Oct. 6, 2022
Symposium brings world experts in equine athletes to Calgary
The fourth Calgary International Equine Symposium brought together students, professors and researchers from all over the world to share their findings on equine health.
This year’s symposium, held Sept. 8 and 9 at UCalgary’s Spyhill campus, focused on the equine athlete. The event was hosted by the Faculty of Veterinary Medicine (UCVM) and sponsored by Spruce Meadows and the Hunter Hub for Entrepreneurial Thinking.

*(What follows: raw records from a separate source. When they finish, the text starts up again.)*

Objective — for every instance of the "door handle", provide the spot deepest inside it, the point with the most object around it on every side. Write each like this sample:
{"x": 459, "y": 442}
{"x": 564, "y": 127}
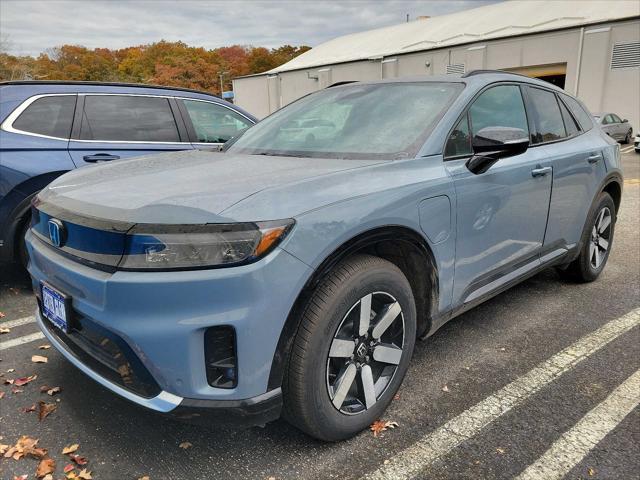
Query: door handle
{"x": 100, "y": 157}
{"x": 541, "y": 171}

The Equine Symposium serves as a platform for equine specialists — and those soon-to-be specialists — to network, connect and discuss new research. The goal of the symposium is to inspire and connect equine-focused veterinarians, students and researchers. The symposium allows students to learn more about their potential careers and all attendees to gain insight from their world-renowned peers. With a total of 15 presentations, there was plenty to talk about and take in.
The symposium’s presentations were divided into two categories, podium and poster. The podium presentation gave professors and doctorate-holders the opportunity to deliver in-depth presentations on their research. The poster presentation was less formal and undertaken by master’s and doctorate students. Podium presenters had a chance to win $10,000 for their research, while poster presenters were eligible to win $1,000.
This year’s grand-prize winner for podium was Dr. Michelle Tucker, DVM, PhD, an assistant professor in Perdue University’s Department of Veterinary Clinical Sciences. Tucker’s research focused on computational fluid dynamic analysis of the upper airway procedures in equine larynges.
The winners from the poster category were Anam Hamza, a student at Atlantic Veterinary College at the University of Prince Edward Island, and Toni-Anne Saworski, a student at the Western College of Veterinary Medicine at the University of Saskatchewan.
The symposium also featured two keynote speakers. One was Dr. Susan Stover, DVM, PhD, director of the JD Wheat Veterinary Orthopedic Research Laboratory at the University of California at Davis. Stover has more than 200 research publications under her belt and is credited with the discovery and detection of lesions that predispose racehorses to catastrophic injuries.
The second keynote was Dr. John E.A. Bertram, PhD, a professor in UCalgary’s Cumming School of Medicine and adjunct professor of veterinary medicine at UCVM, who also serves as the director of the Biomedical Engineering Graduate Program. Both speakers gave their own presentations on equine health.
The symposium demonstrated there is “incredible research being done across the world to better understand and treat horses,” says Dr. Thilo Pfau, PhD, a professor in both the Faculty of Kinesiology and UCVM, adding that hosting the event is another step along the (bridle) path to UCalgary ultimately establishing an Equine Performance Centre.
“The centre will lead the way in evidence-based horse-performance research and will foster multidisciplinary efforts unlike any others in the world, allowing training of the next generation of researchers, educating the public and ensuring horses can perform at the highest level with minimal risk to their health and well-being,” he says.
The two-day event ended with an award ceremony and social evening ringside at the prestigious Spruce Meadows Masters Tournament.